蛍光測定によって糞便中のムチンを定量化するキットです。
背景
ムチン (Mucin) は糖タンパク質の一種で唾液、涙、胃液、腸液などの粘液の主成分です。基本構造は分子量100万〜1000万の糖を多量に含む糖タンパク質で、 10〜80残基のペプチドの繰り返し構造をコアとし、セリン (Ser) またはスレオニン (Thr) の水酸基に対し、糖鎖の還元末端のN-アセチルガラクトサミン (GalNAc) が、O-グリコシド 結合により、高頻度で結合しています(図1参照)。
ペプチド骨格に糖鎖が枝状に結合した分子で、枝状の糖鎖の構造が不均一であることから多様性を生み、これによって多彩な生理機能を実現しています。 この中には特異的分子認識機能を持っておりウィルスや菌などの表面にあるタンパク質などを認識する糖鎖も知られています。
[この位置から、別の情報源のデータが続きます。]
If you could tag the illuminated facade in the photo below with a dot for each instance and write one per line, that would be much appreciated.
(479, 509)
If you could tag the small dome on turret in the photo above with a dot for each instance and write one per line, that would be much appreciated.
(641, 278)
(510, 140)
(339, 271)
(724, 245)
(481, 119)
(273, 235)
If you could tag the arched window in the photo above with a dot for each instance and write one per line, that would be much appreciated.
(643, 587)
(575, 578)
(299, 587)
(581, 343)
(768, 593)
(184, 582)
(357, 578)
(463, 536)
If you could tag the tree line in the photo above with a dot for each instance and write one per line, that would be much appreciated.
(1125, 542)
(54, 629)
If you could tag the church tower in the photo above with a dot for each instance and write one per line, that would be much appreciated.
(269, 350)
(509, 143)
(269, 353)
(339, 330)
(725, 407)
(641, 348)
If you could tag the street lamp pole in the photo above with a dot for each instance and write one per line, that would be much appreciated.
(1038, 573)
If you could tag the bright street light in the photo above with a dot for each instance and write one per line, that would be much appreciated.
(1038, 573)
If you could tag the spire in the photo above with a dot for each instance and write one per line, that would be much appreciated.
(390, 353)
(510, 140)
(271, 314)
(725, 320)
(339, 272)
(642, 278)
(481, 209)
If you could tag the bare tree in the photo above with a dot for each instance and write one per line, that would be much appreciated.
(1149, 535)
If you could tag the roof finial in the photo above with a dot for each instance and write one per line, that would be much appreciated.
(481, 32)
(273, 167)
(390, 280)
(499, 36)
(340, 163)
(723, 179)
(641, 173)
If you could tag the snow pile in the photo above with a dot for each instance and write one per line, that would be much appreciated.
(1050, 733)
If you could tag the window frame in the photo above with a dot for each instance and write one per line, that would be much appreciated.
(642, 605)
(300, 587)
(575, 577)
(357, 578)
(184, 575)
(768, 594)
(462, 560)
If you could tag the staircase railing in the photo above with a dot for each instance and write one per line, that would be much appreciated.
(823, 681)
このような性質から腸管においては、ウィルス、病原菌、および菌体由来の毒が腸管壁 を超え血中に移行することを阻止する働き、すなわち腸管バリア機能物質としても位置付けられています(図2参照)。
使用目的
- アルカリ条件下で O-グリカンをβ脱離で分解し、同時に糖鎖還元末端に蛍光ラベルさせることで得られる蛍光強度を測定することにより、糞便中のムチン含量を測定することが可能です。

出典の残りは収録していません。